A study found owners of pets and dairy cows observed UABs days or hours before the earthquake.
Milk yields at a dairy facility 340 km from the epicentre decreased significantly a week to the earthquake. Within 24 hours of the earthquake, dogs barked loudly, looked frightened or bit their owners while cats hid, became restless, meowed pathetically, took the kittens outside, climbed tall trees or simply disappeared.
The simple explanation for this is that these animals were able to sense the earth’s vibrations or the quake’s foreshocks much better than humans.
For some reason, this Japanese tsunami story keeps popping up in my mind every time I try to explain the behaviour of Kenyan politicians whenever a general election is approaching.
Although politics tends to be fluid and the past three presidential contests have gone down to the wire, you can tell the direction the wind is blowing at a particular time in a particular area by watching the steps or reading the lips of individual politicians.
Like the Japanese animals and their ‘Sixth Sense’, the politicians here react rather frantically to any perceived threats to their personal political careers.
With less than two years to the elections, they will be sniffing around or having their ears on the ground for any signs of danger. None will want to wait to be swept away by a political wave.
I believe this was the message Murang’a Senator Irungu Kang’ata meant to send in his leaked letter to President Uhuru Kenyatta recently.
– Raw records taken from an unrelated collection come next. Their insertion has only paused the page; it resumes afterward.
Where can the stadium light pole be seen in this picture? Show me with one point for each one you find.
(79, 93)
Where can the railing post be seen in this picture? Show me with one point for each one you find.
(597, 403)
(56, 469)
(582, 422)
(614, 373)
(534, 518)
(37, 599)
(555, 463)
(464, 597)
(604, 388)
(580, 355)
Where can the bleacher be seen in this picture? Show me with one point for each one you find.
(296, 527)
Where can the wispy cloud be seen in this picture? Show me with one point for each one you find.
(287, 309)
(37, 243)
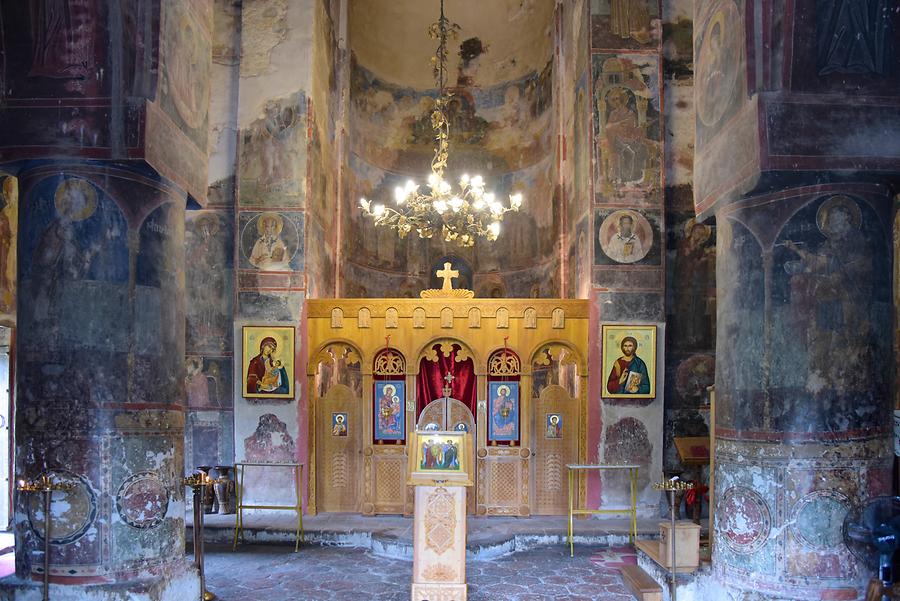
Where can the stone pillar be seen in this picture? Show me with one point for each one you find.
(803, 376)
(100, 381)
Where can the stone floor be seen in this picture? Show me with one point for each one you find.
(327, 573)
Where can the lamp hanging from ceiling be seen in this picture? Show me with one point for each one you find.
(462, 215)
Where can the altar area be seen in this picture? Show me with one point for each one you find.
(377, 368)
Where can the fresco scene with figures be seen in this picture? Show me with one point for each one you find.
(506, 300)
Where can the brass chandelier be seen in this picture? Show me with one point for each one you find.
(462, 215)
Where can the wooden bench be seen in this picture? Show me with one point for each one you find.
(641, 584)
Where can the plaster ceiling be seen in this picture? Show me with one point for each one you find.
(390, 39)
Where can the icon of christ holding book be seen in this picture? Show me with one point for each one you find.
(629, 373)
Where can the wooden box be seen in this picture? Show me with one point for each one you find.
(687, 544)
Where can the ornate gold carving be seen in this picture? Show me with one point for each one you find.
(390, 484)
(439, 573)
(459, 293)
(504, 483)
(389, 363)
(504, 364)
(391, 318)
(339, 474)
(440, 521)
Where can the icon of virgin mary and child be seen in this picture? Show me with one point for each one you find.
(266, 374)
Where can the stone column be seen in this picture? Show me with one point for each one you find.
(804, 364)
(100, 381)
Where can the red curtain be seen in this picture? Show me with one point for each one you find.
(430, 381)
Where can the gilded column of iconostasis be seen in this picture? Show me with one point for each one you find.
(502, 126)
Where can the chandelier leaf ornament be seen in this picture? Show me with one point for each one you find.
(462, 215)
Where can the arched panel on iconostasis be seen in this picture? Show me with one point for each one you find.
(384, 455)
(503, 458)
(558, 423)
(338, 417)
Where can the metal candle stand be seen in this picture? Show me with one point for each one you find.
(47, 485)
(671, 487)
(198, 483)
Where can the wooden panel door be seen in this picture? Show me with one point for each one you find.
(338, 450)
(555, 434)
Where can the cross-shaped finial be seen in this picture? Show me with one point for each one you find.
(447, 274)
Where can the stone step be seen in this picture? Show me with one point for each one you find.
(641, 584)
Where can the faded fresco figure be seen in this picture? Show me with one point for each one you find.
(830, 288)
(625, 246)
(630, 19)
(271, 442)
(266, 373)
(629, 374)
(269, 251)
(625, 140)
(59, 255)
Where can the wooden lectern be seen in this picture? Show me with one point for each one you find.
(440, 467)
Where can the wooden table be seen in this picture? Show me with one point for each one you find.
(573, 511)
(297, 469)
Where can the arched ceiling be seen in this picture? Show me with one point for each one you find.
(390, 39)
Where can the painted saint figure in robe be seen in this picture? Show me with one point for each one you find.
(504, 411)
(265, 373)
(629, 374)
(389, 412)
(269, 251)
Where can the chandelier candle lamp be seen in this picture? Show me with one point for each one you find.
(460, 215)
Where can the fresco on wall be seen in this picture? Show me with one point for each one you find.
(831, 294)
(506, 125)
(624, 24)
(692, 312)
(719, 62)
(209, 257)
(626, 237)
(271, 241)
(208, 382)
(740, 296)
(273, 152)
(9, 226)
(626, 127)
(186, 60)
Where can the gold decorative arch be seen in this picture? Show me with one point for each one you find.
(411, 327)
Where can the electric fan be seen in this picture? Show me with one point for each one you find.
(872, 533)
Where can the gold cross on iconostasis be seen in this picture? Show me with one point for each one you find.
(447, 274)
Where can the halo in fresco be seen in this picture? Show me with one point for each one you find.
(76, 199)
(838, 202)
(623, 246)
(745, 520)
(718, 61)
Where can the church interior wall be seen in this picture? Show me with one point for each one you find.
(501, 127)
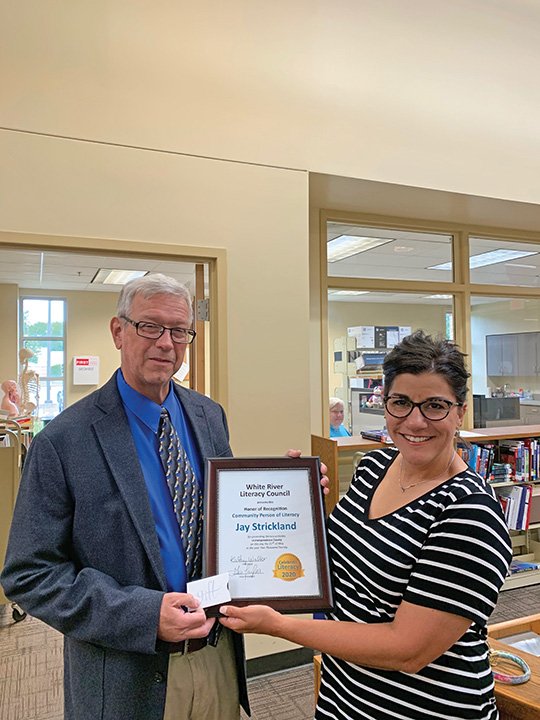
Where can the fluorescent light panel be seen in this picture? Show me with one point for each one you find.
(490, 258)
(346, 245)
(108, 276)
(348, 292)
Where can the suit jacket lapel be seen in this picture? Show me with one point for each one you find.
(114, 435)
(199, 422)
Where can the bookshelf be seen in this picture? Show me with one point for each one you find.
(340, 454)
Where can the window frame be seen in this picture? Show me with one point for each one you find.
(45, 380)
(460, 287)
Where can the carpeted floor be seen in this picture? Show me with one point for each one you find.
(31, 669)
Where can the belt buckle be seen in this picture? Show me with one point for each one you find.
(185, 645)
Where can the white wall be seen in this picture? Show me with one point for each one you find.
(427, 93)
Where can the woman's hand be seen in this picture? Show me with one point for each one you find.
(253, 618)
(325, 482)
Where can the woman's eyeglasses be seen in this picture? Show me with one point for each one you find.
(432, 408)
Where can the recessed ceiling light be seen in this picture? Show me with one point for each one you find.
(107, 276)
(489, 258)
(348, 292)
(347, 245)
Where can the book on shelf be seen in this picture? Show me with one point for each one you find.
(516, 505)
(517, 566)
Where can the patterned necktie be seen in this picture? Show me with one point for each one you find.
(185, 493)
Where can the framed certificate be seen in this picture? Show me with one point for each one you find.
(264, 525)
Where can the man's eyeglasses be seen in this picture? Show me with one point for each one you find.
(431, 409)
(152, 331)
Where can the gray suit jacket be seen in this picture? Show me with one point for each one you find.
(83, 554)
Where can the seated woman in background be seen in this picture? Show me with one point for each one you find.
(419, 551)
(337, 410)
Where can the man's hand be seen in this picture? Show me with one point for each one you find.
(253, 618)
(325, 482)
(181, 618)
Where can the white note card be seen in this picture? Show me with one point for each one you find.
(211, 591)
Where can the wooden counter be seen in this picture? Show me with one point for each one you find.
(515, 702)
(338, 453)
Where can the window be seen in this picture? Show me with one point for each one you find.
(43, 372)
(481, 290)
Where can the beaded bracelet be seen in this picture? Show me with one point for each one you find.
(510, 679)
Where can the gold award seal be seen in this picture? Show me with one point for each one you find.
(288, 567)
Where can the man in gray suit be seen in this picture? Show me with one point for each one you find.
(96, 549)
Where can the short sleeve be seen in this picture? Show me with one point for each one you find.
(464, 560)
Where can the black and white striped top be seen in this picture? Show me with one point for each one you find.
(448, 550)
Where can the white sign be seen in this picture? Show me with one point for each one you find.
(86, 370)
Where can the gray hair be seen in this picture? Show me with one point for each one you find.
(148, 286)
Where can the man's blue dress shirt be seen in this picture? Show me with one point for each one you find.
(143, 416)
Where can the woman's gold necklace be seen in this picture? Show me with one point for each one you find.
(437, 477)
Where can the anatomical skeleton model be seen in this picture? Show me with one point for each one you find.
(29, 384)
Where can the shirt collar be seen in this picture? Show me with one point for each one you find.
(142, 407)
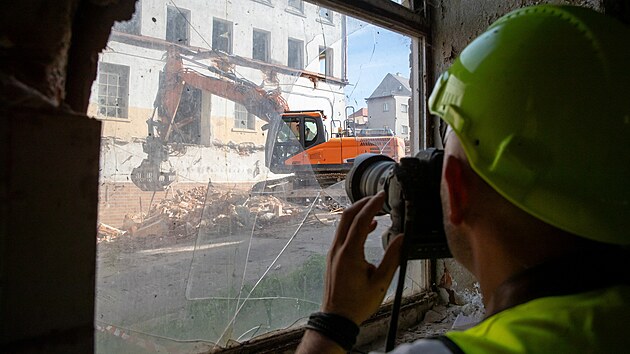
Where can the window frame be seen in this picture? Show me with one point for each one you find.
(326, 54)
(230, 38)
(328, 17)
(250, 119)
(420, 47)
(180, 13)
(122, 71)
(134, 25)
(300, 53)
(266, 35)
(299, 8)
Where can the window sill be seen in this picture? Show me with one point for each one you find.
(241, 130)
(295, 12)
(286, 340)
(264, 2)
(325, 22)
(113, 119)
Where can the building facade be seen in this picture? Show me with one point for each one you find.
(388, 106)
(291, 47)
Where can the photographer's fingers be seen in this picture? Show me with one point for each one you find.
(391, 259)
(346, 220)
(362, 224)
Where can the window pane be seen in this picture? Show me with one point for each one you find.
(222, 35)
(260, 47)
(177, 25)
(212, 226)
(295, 54)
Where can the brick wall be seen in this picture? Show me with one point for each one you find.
(119, 199)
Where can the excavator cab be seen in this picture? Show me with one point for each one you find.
(298, 131)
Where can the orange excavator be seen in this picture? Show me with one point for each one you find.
(315, 151)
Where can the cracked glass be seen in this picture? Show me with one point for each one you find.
(221, 188)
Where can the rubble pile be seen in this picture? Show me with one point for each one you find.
(220, 212)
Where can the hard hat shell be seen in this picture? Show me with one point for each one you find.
(541, 105)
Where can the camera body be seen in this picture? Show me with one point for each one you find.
(413, 199)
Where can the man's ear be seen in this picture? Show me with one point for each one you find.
(457, 185)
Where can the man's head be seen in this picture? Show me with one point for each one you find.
(539, 105)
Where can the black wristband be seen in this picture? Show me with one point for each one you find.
(337, 328)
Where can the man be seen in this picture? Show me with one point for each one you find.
(535, 193)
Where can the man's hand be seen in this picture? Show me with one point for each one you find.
(355, 288)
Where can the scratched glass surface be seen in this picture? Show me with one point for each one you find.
(216, 211)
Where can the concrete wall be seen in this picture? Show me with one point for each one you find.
(394, 118)
(456, 23)
(217, 114)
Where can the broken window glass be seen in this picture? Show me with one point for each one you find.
(325, 15)
(112, 82)
(217, 202)
(297, 5)
(326, 63)
(133, 25)
(177, 28)
(222, 35)
(295, 49)
(260, 47)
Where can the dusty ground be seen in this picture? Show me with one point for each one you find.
(189, 285)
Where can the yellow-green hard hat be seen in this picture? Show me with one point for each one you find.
(541, 105)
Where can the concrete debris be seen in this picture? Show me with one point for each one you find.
(245, 148)
(107, 233)
(198, 210)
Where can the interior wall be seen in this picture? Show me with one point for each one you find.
(454, 24)
(49, 174)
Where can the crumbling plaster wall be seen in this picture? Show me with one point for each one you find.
(455, 23)
(49, 174)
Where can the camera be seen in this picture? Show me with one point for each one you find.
(413, 199)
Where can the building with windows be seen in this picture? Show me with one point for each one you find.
(388, 106)
(289, 47)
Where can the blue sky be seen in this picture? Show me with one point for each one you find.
(373, 52)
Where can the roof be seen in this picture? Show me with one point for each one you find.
(360, 113)
(392, 85)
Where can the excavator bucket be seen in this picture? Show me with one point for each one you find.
(148, 176)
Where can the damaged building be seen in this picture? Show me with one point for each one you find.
(134, 134)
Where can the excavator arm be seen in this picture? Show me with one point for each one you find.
(267, 105)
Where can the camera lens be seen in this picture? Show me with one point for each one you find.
(368, 176)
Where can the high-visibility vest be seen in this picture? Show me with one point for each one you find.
(596, 321)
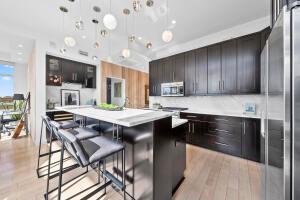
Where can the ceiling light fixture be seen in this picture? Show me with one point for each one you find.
(64, 10)
(137, 6)
(79, 25)
(96, 43)
(167, 35)
(69, 41)
(149, 45)
(103, 33)
(126, 51)
(109, 20)
(149, 3)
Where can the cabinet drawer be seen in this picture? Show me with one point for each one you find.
(221, 144)
(225, 119)
(225, 130)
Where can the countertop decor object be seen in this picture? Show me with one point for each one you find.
(70, 97)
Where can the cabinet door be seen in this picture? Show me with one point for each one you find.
(153, 78)
(251, 139)
(190, 69)
(89, 76)
(53, 71)
(178, 68)
(229, 68)
(201, 71)
(165, 65)
(249, 64)
(72, 71)
(214, 69)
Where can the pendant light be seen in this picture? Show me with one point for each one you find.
(79, 25)
(167, 35)
(126, 51)
(64, 10)
(96, 43)
(109, 20)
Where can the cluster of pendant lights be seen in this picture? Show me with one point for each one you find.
(110, 22)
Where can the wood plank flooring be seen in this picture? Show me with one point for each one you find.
(209, 176)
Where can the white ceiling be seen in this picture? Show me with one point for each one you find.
(195, 19)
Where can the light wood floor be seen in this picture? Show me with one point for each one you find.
(209, 176)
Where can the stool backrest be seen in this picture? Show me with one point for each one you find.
(74, 147)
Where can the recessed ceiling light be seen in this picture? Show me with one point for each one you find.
(70, 41)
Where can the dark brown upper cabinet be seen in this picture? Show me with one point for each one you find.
(53, 71)
(248, 60)
(60, 70)
(72, 71)
(201, 72)
(89, 76)
(190, 73)
(178, 68)
(229, 67)
(214, 69)
(154, 79)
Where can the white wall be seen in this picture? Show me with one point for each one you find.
(117, 100)
(227, 104)
(20, 78)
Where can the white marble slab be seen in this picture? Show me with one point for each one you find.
(177, 122)
(127, 117)
(222, 113)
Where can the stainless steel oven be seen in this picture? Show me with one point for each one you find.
(175, 89)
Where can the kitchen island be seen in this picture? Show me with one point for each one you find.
(149, 144)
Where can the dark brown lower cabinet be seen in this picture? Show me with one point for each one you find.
(251, 139)
(231, 135)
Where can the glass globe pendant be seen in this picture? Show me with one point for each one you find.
(167, 36)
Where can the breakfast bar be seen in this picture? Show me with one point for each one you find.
(149, 142)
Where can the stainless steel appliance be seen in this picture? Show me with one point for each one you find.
(281, 57)
(175, 89)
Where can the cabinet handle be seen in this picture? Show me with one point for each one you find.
(193, 128)
(191, 116)
(220, 143)
(173, 76)
(223, 85)
(244, 131)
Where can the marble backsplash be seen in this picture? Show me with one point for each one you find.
(212, 104)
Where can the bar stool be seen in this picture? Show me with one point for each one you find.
(79, 133)
(89, 151)
(134, 136)
(69, 124)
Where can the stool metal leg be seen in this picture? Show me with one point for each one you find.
(49, 163)
(38, 165)
(60, 171)
(123, 173)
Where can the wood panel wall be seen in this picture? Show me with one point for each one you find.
(135, 83)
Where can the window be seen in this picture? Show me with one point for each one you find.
(6, 80)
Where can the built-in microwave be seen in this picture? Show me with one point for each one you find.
(175, 89)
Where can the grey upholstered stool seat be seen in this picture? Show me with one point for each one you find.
(100, 147)
(65, 124)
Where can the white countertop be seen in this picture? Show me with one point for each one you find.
(230, 114)
(127, 117)
(177, 122)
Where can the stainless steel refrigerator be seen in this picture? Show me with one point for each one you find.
(281, 59)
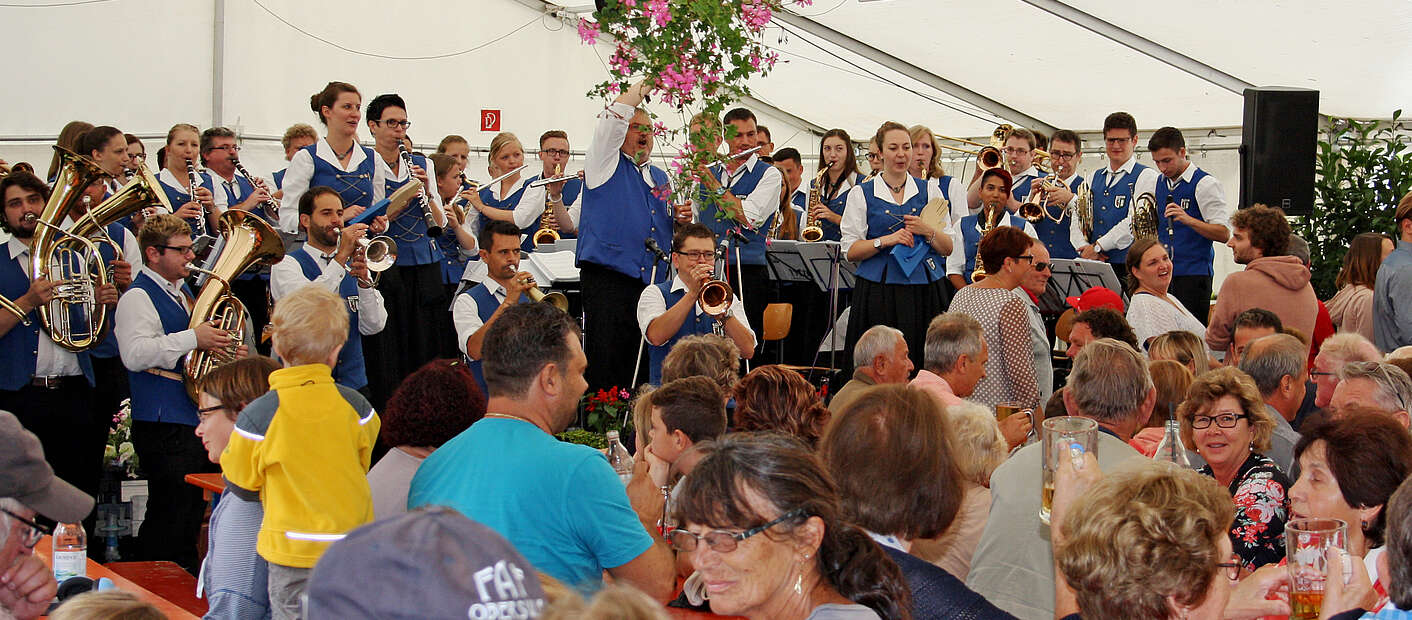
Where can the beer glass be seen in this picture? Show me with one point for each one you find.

The letter purported to warn the President about the unpopularity of the BBI referendum in Mt Kenya region, which is fairly obvious.
But reports indicate Mr Kang’ata, who has ambitions to be the next Murang’a governor, is actually apprehensive about his own political survival in light of a wave of pro-William Ruto sentiment gathering in Mt Kenya. What he appears to lack is the courage and honesty of his Senate colleague Isaac Mwaura, who, upon jumping ship to the Ruto camp recently, admitted it was all about personal political survival.
Sometimes they react prematurely to perceived signals of political waves and their moves may be misleading, as Malava MP Mululu Injendi demonstrated last month.
But if President Kenyatta is to rescue BBI in Mt Kenya, he needs to take the concerns raised by the likes of Mr Kang’ata and Mr Mwaura seriously.
The tragedy about the pre-tsunami UABs in Japan was that people largely ignored them. In a rare positive story, the yelping and whimpering of a dog alerted a relative to the distress of a family trapped inside their house, leading to their rescue.